Grass plants are producing biomass all the time, he said.

“One of the reasons why we’re having problems with organic matter accumulation at the surface is we’re actually getting good at growing grass.”

The more grass grown, the more organic matter there will be to manage. Rossi said the goal is to hit the “sweet spot” where plants are actively growing and the organic matter is being managed. It’s the management of the organic matter, he said, which determines the infiltration rate or the amount of time water will sit on the surface and move its way through.

Superintendents who are able to drive down the organic matter levels in their surfaces will realize an increase in their infiltration rates by making the surface more permeable.

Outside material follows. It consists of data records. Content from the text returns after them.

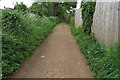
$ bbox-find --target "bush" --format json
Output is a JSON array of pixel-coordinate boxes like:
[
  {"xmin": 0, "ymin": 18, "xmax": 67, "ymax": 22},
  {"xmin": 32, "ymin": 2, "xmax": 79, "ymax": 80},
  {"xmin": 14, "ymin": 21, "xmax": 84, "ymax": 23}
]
[
  {"xmin": 81, "ymin": 1, "xmax": 96, "ymax": 34},
  {"xmin": 71, "ymin": 27, "xmax": 120, "ymax": 78},
  {"xmin": 2, "ymin": 10, "xmax": 58, "ymax": 78}
]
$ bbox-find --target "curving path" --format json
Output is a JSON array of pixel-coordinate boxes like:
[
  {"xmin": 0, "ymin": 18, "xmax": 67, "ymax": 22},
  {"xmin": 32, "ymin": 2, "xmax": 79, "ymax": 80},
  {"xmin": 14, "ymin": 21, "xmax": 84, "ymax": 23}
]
[{"xmin": 12, "ymin": 23, "xmax": 93, "ymax": 78}]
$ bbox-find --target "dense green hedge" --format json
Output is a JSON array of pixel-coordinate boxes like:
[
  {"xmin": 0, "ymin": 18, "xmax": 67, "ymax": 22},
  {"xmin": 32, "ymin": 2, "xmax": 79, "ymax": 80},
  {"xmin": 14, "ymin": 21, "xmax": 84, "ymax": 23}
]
[
  {"xmin": 81, "ymin": 1, "xmax": 96, "ymax": 34},
  {"xmin": 71, "ymin": 27, "xmax": 120, "ymax": 78},
  {"xmin": 2, "ymin": 10, "xmax": 59, "ymax": 78}
]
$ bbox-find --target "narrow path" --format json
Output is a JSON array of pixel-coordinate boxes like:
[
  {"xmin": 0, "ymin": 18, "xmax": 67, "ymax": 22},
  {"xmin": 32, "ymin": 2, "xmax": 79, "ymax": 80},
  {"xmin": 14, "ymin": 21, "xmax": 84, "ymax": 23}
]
[{"xmin": 12, "ymin": 23, "xmax": 93, "ymax": 78}]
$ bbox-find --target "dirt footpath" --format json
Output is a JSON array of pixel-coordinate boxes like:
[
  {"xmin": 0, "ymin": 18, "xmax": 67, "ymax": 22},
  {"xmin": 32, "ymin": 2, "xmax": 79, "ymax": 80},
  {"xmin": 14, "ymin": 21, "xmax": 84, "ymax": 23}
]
[{"xmin": 12, "ymin": 23, "xmax": 93, "ymax": 78}]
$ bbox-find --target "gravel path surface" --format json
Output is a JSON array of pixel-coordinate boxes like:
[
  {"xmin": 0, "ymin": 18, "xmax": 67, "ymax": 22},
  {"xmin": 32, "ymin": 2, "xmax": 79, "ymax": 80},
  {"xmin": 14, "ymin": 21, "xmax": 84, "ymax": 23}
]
[{"xmin": 12, "ymin": 23, "xmax": 93, "ymax": 78}]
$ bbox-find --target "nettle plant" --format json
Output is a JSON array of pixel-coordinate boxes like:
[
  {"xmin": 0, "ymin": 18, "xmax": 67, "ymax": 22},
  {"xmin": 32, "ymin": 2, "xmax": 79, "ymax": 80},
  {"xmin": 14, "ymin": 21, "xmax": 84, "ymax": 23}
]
[
  {"xmin": 81, "ymin": 1, "xmax": 96, "ymax": 34},
  {"xmin": 71, "ymin": 27, "xmax": 120, "ymax": 78}
]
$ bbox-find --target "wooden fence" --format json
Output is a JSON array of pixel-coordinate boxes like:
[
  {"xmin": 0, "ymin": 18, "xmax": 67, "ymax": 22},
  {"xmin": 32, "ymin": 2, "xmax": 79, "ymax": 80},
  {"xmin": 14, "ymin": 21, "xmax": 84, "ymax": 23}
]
[{"xmin": 92, "ymin": 2, "xmax": 119, "ymax": 45}]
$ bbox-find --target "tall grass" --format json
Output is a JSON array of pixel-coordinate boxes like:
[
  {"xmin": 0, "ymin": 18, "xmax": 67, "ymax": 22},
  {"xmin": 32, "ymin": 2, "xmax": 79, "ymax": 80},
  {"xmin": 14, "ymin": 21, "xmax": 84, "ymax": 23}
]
[
  {"xmin": 71, "ymin": 27, "xmax": 120, "ymax": 78},
  {"xmin": 2, "ymin": 10, "xmax": 59, "ymax": 78}
]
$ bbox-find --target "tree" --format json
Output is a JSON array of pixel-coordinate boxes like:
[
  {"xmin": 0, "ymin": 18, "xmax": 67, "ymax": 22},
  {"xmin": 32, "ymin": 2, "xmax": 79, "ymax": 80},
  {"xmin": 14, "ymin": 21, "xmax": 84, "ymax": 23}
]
[{"xmin": 14, "ymin": 2, "xmax": 28, "ymax": 12}]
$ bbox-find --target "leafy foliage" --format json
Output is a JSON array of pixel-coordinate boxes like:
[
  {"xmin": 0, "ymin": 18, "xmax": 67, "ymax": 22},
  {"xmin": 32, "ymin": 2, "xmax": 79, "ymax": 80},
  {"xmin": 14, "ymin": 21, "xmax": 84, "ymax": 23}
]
[
  {"xmin": 2, "ymin": 10, "xmax": 59, "ymax": 78},
  {"xmin": 14, "ymin": 2, "xmax": 28, "ymax": 13},
  {"xmin": 71, "ymin": 27, "xmax": 120, "ymax": 78},
  {"xmin": 30, "ymin": 2, "xmax": 76, "ymax": 20},
  {"xmin": 81, "ymin": 2, "xmax": 96, "ymax": 34}
]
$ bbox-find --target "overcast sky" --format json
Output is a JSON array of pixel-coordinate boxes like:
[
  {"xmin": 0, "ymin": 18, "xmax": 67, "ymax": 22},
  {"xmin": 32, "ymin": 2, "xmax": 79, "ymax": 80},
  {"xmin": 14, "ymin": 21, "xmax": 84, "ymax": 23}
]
[{"xmin": 0, "ymin": 0, "xmax": 81, "ymax": 9}]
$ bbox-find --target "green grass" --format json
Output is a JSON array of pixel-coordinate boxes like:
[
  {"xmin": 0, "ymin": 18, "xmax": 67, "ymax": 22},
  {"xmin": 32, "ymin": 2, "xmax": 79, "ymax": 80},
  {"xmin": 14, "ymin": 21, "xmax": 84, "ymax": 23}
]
[
  {"xmin": 71, "ymin": 27, "xmax": 120, "ymax": 78},
  {"xmin": 2, "ymin": 10, "xmax": 59, "ymax": 78}
]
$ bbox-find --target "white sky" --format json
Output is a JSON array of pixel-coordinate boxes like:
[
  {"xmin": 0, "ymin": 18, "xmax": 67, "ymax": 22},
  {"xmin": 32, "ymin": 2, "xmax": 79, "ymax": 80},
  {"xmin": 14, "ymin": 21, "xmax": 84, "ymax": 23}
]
[{"xmin": 0, "ymin": 0, "xmax": 81, "ymax": 9}]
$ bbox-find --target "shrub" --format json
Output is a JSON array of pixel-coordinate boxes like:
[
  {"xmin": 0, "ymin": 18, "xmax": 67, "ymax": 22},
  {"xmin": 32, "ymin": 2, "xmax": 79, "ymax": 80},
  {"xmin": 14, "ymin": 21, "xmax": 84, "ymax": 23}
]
[
  {"xmin": 2, "ymin": 10, "xmax": 58, "ymax": 78},
  {"xmin": 71, "ymin": 27, "xmax": 120, "ymax": 78},
  {"xmin": 81, "ymin": 1, "xmax": 96, "ymax": 34}
]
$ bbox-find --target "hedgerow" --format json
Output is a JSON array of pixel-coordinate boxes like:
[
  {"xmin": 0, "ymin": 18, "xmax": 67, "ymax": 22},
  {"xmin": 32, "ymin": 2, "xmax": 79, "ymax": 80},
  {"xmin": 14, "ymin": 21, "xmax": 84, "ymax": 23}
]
[
  {"xmin": 2, "ymin": 10, "xmax": 59, "ymax": 78},
  {"xmin": 71, "ymin": 27, "xmax": 120, "ymax": 78},
  {"xmin": 81, "ymin": 1, "xmax": 96, "ymax": 34}
]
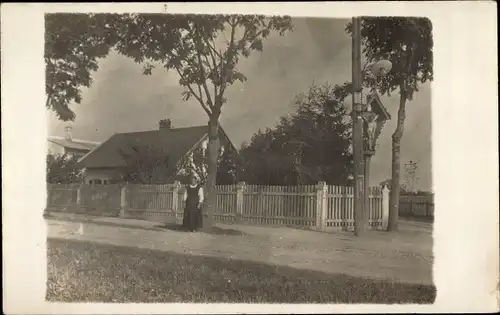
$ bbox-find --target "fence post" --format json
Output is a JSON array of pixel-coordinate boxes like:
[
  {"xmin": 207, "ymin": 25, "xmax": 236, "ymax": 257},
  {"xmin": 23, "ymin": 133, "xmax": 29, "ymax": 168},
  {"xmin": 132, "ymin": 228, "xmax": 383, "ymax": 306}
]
[
  {"xmin": 316, "ymin": 182, "xmax": 328, "ymax": 231},
  {"xmin": 382, "ymin": 185, "xmax": 390, "ymax": 231},
  {"xmin": 120, "ymin": 183, "xmax": 128, "ymax": 218},
  {"xmin": 235, "ymin": 182, "xmax": 246, "ymax": 222},
  {"xmin": 76, "ymin": 185, "xmax": 82, "ymax": 208},
  {"xmin": 172, "ymin": 180, "xmax": 182, "ymax": 224}
]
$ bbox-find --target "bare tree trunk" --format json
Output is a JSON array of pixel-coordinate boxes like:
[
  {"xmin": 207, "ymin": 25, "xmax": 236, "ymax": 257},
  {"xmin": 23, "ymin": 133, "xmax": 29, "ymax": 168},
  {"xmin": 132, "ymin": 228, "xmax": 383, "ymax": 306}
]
[
  {"xmin": 387, "ymin": 88, "xmax": 406, "ymax": 231},
  {"xmin": 203, "ymin": 114, "xmax": 219, "ymax": 230}
]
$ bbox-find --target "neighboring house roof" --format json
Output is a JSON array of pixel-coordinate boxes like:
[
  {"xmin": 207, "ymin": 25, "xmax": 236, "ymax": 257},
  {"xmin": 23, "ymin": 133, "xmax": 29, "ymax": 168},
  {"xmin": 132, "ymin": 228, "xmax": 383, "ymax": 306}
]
[
  {"xmin": 48, "ymin": 136, "xmax": 100, "ymax": 151},
  {"xmin": 80, "ymin": 126, "xmax": 238, "ymax": 168}
]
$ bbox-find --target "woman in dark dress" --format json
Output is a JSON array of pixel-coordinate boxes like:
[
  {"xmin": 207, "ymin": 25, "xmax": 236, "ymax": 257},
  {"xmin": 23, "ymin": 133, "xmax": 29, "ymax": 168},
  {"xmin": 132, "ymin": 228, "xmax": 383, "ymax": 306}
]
[{"xmin": 182, "ymin": 176, "xmax": 204, "ymax": 231}]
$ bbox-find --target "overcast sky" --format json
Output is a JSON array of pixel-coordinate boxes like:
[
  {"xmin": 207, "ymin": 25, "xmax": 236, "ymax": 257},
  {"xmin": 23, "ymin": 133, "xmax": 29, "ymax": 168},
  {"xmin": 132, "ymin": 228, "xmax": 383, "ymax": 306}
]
[{"xmin": 48, "ymin": 18, "xmax": 432, "ymax": 190}]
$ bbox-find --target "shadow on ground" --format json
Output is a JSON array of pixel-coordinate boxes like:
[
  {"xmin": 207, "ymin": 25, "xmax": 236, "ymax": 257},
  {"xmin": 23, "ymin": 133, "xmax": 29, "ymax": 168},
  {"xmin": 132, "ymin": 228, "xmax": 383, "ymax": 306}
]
[
  {"xmin": 156, "ymin": 223, "xmax": 245, "ymax": 236},
  {"xmin": 46, "ymin": 239, "xmax": 436, "ymax": 304}
]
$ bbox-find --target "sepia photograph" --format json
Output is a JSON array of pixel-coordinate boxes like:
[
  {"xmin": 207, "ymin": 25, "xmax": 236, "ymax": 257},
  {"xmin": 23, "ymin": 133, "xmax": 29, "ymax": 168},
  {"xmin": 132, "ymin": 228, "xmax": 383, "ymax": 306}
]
[
  {"xmin": 4, "ymin": 1, "xmax": 500, "ymax": 315},
  {"xmin": 44, "ymin": 13, "xmax": 436, "ymax": 304}
]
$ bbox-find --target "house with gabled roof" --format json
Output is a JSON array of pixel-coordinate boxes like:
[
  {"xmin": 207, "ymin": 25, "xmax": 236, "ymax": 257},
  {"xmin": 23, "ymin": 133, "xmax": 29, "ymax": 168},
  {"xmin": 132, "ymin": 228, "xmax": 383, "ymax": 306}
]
[
  {"xmin": 79, "ymin": 119, "xmax": 238, "ymax": 184},
  {"xmin": 47, "ymin": 126, "xmax": 100, "ymax": 158}
]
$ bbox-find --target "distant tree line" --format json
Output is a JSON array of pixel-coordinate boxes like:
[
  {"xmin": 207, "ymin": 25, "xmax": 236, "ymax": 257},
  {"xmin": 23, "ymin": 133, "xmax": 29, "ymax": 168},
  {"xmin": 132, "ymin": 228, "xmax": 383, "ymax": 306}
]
[{"xmin": 239, "ymin": 84, "xmax": 353, "ymax": 185}]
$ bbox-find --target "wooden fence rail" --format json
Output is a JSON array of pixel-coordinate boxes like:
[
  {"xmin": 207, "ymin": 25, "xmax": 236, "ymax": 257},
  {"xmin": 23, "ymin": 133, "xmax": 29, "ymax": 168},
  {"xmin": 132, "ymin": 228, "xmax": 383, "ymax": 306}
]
[{"xmin": 47, "ymin": 182, "xmax": 389, "ymax": 230}]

Organic matter allowed to accumulate at the surface creates an enormous amount of fine pores which act like a sponge and hold water. By integrating sand particles into it, the organic matter is squeezed out which creates a larger pore space with the sand particles to allow gravity to move water through.
If organic matter could hold water at eight inches, Rossi said he would be happy, but he doesn’t want water at zero to three inches. Golfers want firm and fast surfaces which are traffic-tolerant. Wet surfaces and heavy traffic are a bad combination, he said.

Decent sand is needed to manage soils these days, he added.

“I don’t believe we want zero organic matter. You need something to help hold moisture. You need something to give it structure so that when a ball hits it, it doesn’t just explode. You need a cushioning there. It has to be able to allow you to get it firm and at the same time still drain.”

Traffic helps keep organic matter at bay, and the plant doesn’t grow as much under that degree of traffic, Rossi said. When a golf course is dry, it can tolerate considerably more traffic and wear than when it’s soaking wet.

When it comes to mowing, anthracnose will become a problem if bentgrass is scalped. He said there is a fine line between setting up mowers to provide proper ball roll and performance and creating problems.

If annual bluegrass is growing well, Rossi recommends setting a mower as aggressively as possible because poa annua can take it. If it’s not hot, and annual bluegrass is not dead, it can be cut aggressively.

If firmer greens are desired, coarser sand is wanted. With finer sand, greens can’t be expected to be firmer all the time, he said, adding with finer sand, pores are smaller, organic matter fills them quicker, and there is the need to add sand more frequently.

Rossi touched upon the state of golf in North America, noting there are between 150 and 200 golf course closures each year in the United States due to oversupply and underdemand. He said he figures the country is midway through a 10-year period during which about 2,000 courses will close.

For those which remain, the demand may effectively meet the supply, and operations can run as they would like to be run.
“Golf is a part of the economy, and that’s a message we often don’t talk about.”

Golf in Canada has essentially mirrored what is happening south of the border, although on a smaller scale. The most recent statistics showed there were about 60 million rounds played in Canada in 2013, however, there was a decrease of about 10 million rounds from 2008 to 2013.

Rossi said golf has both environmental and economic benefits. It provides ample green space, aids industry such as travel, and supports charity.